The year was 1931 and the four Marx Brothers (Groucho, Harpo, Chico and Zeppo) had by now had three hit Broadway shows and two smash movies: The Cocoanuts (1929) and Animal Crackers (1930)- behind them. Both The Cocoanuts and Animal Crackers were simply filmed versions of their Broadway shows. Both films had been shot in nearby Astoria Studios in Long Island, New York.
The Marxes, now being official 24-karat movie stars, decided to pull up stakes and move to the only residence befitting motion picture celebrities- Hollywood. Their third film would be their first with an official Hollywood screenplay.
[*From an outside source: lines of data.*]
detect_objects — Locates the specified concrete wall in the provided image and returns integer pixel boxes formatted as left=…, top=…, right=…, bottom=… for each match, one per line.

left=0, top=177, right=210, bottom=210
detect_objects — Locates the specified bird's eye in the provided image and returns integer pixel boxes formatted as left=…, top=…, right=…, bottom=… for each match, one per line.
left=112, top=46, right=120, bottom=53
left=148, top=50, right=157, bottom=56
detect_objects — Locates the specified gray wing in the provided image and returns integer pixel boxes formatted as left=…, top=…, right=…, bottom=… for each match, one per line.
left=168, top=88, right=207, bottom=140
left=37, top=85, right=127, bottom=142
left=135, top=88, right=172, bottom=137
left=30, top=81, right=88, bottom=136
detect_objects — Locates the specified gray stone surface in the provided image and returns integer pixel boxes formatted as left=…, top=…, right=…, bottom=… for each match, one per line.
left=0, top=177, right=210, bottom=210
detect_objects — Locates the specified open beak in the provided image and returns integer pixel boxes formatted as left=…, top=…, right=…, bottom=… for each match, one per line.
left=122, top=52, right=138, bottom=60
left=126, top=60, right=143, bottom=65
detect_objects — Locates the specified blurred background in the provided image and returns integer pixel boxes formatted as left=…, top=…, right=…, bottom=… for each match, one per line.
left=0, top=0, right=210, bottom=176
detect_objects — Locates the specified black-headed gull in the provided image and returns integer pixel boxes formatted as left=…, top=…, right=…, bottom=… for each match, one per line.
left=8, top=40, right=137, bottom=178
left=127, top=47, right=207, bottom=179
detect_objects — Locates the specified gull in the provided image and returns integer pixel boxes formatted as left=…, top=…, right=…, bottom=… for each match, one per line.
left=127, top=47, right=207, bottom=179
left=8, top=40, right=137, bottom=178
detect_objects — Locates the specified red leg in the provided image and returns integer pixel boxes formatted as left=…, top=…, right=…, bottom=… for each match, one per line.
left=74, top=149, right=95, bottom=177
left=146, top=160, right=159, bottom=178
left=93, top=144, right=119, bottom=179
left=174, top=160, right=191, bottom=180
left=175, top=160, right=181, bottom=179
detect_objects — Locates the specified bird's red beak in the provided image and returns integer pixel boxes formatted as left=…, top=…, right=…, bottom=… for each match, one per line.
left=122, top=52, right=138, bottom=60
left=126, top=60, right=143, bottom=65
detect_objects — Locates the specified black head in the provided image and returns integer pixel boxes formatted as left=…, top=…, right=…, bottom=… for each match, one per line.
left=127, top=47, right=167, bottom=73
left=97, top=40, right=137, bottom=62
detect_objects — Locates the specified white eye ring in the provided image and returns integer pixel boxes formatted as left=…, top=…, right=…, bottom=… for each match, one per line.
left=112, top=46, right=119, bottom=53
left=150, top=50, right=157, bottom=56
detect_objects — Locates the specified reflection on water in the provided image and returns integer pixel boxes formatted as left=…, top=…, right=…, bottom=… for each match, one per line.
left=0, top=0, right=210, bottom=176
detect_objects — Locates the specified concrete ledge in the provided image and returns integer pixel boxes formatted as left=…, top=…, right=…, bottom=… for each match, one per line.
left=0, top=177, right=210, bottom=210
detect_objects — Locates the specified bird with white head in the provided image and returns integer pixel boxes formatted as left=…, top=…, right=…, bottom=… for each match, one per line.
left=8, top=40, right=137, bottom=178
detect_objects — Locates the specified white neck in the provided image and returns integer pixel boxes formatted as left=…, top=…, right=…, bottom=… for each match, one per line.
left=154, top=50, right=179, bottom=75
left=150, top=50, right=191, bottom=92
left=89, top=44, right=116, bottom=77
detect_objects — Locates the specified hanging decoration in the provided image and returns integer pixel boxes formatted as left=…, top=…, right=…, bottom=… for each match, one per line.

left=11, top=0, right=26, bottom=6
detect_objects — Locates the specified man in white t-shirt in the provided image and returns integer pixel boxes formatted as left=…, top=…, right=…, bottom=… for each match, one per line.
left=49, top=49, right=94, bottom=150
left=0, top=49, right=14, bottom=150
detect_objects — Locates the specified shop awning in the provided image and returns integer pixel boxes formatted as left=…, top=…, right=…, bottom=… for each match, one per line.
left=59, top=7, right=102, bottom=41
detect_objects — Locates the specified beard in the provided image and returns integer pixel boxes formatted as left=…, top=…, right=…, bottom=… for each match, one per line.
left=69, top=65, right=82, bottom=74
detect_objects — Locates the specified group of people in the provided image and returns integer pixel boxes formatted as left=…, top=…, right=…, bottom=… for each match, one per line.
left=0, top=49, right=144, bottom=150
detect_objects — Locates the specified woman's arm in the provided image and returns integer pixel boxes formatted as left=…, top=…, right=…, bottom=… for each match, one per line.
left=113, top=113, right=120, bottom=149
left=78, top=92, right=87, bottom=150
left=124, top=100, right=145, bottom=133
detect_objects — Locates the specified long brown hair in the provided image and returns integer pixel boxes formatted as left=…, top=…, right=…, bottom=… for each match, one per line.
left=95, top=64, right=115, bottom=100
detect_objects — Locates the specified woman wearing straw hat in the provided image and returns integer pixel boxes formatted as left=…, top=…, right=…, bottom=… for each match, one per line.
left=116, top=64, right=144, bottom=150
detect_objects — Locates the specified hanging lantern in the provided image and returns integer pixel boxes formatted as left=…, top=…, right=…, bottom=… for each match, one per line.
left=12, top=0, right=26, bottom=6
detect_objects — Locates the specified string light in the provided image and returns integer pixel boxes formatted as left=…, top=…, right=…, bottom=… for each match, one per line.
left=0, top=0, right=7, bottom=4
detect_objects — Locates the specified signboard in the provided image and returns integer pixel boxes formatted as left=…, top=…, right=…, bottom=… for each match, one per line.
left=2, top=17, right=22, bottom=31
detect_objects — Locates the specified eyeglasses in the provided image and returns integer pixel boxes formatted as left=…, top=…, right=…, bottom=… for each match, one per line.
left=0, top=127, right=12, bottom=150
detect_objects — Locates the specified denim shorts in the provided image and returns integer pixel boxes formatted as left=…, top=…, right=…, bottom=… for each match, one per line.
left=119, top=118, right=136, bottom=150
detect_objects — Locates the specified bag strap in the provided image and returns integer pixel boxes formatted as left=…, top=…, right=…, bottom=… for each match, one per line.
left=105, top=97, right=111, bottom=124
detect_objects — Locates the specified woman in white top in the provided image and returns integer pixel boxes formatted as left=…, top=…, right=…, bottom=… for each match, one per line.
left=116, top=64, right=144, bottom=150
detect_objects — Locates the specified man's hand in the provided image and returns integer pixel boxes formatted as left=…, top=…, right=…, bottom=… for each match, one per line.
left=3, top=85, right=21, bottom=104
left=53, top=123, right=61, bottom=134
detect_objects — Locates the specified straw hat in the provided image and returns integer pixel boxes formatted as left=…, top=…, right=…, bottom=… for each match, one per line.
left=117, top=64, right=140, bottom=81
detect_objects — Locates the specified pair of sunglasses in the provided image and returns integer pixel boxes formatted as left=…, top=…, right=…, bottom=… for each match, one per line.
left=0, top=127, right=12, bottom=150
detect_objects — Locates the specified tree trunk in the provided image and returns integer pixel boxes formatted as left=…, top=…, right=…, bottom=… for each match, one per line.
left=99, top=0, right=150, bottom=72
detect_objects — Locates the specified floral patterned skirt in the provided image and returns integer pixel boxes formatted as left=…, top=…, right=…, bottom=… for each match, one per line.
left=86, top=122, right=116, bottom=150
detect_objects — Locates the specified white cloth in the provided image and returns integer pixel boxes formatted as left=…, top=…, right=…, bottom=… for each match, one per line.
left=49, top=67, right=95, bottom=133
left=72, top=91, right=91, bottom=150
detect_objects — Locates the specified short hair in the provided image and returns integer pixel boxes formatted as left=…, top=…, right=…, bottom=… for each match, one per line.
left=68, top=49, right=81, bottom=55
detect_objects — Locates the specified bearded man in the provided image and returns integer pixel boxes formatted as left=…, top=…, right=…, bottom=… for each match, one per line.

The working title of their tertiary film was Pineapples, but was soon changed to Monkey Business. Written by S.J. Perelman and Will B. Johnstone with a screenplay by Arthur Sheekman, Monkey Business was directed by Norman Z. McLeod
Monkey Business was to be the only Marx Brothers film in which none of the brothers have a character name. Because they played four stowaways on a passenger ship, they were simply referred to as "the stowaways." (in the film's end credits, they are credited by their names, i.e. Groucho, Harpo, Chico and Zeppo Marx.)
What little plot there is involves the boys stowing away on a ship, being pursued by the captain of the ship and his underlings, meeting rival gangsters on board and getting involved with them, leaving the ship and thwarting an attempted kidnapping of one of the gangster's daughters.